Rajini Raj, a nurse at Washington Hospital Center, talks about the Patient Protection Act. (Photo via National Nurses United)After representatives of the union representing the nursing staffs at several D.C. hospitals said their ranks are inadequate to handle the number of patients their facilities take in, D.C. Council Chairman Phil Mendelson said he plans to introduce legislation to do something about those shortcomings.
Mendelson tomorrow will introduce the Patient Protection Act, which he said at a press conference will improve the quality of both the environments nurses work in and the care they provide to patients. He called the bill “common sense, today’s version of the eight-hour day.”
Nursing shortages are hardly specific to D.C., though it is a lingering problem. According to figures provided by National Nurses United—which represents employees of Children’s National Medical Center, Washington Hospital Center, and several other local hospitals—57 percent of D.C. nurses think their numbers are too few, and 60 percent say increased workloads in recent years have resulted in less-than-satisfactory attention to patients. Mendelson’s bill would mandate specific staffing levels in hopes of correcting those issues.
However, as The Washington Post points out, Mendelson has been stymied before in his attempt to do something about the quality of nursing at D.C. health facilities:
Mendelson introduced similar legislation six years ago. He said he expects opposition from the hospitals because of the perceived increase in costs.

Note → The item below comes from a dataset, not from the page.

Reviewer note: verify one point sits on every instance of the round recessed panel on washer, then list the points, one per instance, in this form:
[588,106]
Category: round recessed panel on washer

“But I’m not convinced it will increase costs,” he said in an interview before the press conference. Improved nurse staffing leads to better-quality care, which, in turn, means fewer errors and staff turnovers, which are also expensive, he said.
Mendelson was joined at the press conference by about 200 nurses represented by National Nurses United, who recited chants of “Patients over profits.” Several nurses spoke out about improving the nurse-to-patient ratios at their hospitals.
“I have seen first-hand patients brought into the operating room unprepared for what they’re about to face because nurses in other units were short-staffed,” Bonnie Linen-Carroll, an operating room nurse at Washington Hospital Center, said. “It is a disgrace that this happens in hospitals in the capital of the richest nation in the world—but it doesn’t have to be this way.”